The Microsoft Analysts
Piper Sandler analyst Brent Bracelin maintained an Overweight rating and a $352 price target on Microsoft shares.Rosenblatt Securities analyst Blair Abernethy maintained a Buy rating and a price target of $349.
Wedbush analyst Daniel Ives has an Outperform rating and a $375 price target. The firm also kept the stock on its “Best Ideas List” and named Microsoft one of its favorite tech names for 2022.
RBC Capital Markets analyst Rishi Jaluria maintained an Outperform rating and a price target of $380.
The Microsoft Theses
Piper Sandler Recommends Buying Microsoft On Favorable Risk-Reward
Microsoft’s commercial bookings surged 32 percent higher year-over-year, accelerating from the 11 percent growth in the previous quarter, underlining enterprise appetite to invest in cloud computing, Piper Sandler’s Bracelin said in a note. Azure growth, excluding currency impact, moderated from 48 percent to 46 percent, he added.Azure revenue, however, crossed $40 billion on an annualized basis and remains poised to grow by 46 percent in the March quarter, the analyst said.
“The 1H operating margin of 44 percent reinforces our view that a cloud transformation has not only strengthened Microsoft’s growth prospects but also enhanced profitability,” he said in the note.
Bracelin expects Azure revenues to double within three years to over $86 billion.
Rosenblatt Dissects Segmental Performance
Microsoft reported solid second-quarter results, with better-than-expected revenues of $51.7 billion and third-quarter revenue guidance that is 2 percent above consensus, Rosenblatt’s Abernethy said.Among the company’s segments, Productivity and Business Processes revenues rose 19 percent to $15.9 billion, with Office Commercial product revenues climbing 14 percent, LinkedIn by 37 percent and Dynamics 365 by 44 percent, the analyst noted.
Wedbush Lauds Cloud Growth
Microsoft’s cloud guidance was stronger than the Street estimate, and factoring in forex headwinds, this is a blowout guidance, Wedbush analyst Ives said.On the bottom line, non-GAAP EPS of $2.48 was well above the Street estimate of $2.32, with a robust operating margin of about 43 percent, the analyst said.

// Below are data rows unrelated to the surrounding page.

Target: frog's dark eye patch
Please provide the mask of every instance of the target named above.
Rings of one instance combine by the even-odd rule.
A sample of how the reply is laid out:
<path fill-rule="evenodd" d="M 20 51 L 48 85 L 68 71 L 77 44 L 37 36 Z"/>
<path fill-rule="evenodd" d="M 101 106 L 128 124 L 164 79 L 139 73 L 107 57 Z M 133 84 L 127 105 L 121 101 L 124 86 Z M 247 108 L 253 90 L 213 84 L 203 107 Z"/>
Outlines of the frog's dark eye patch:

RBC On Key Takeaways From The Call
Demand commentary for Cloud was largely positive, with broad-based demand across industries and large long-term Azure deals contributing to the strong commercial bookings acceleration, RBC’s Jaluria said.Microsoft showed off multiple growth drivers, including its Security, Advertising and Gaming businesses, the analyst noted. More Personal Computing surprisingly showed the most revenue upside to consensus, with Windows benefiting from strong commercial PC demand, he added.
The analyst noted that operating margin was up 150 basis points year-over-year and nicely above consensus.
Azure A Share Gainer, Wells Fargo Says
Microsoft is well-entrenched within several significant end markets, Wells Fargo’s Turrin said. Azure, according to the analyst, is a share gainer in the cloud Infrastructure as a Service (IaaS) wars.Microsoft shares are the cleanest way to “play the continued shift of IT purchasing $s towards software and cloud,” the analyst said.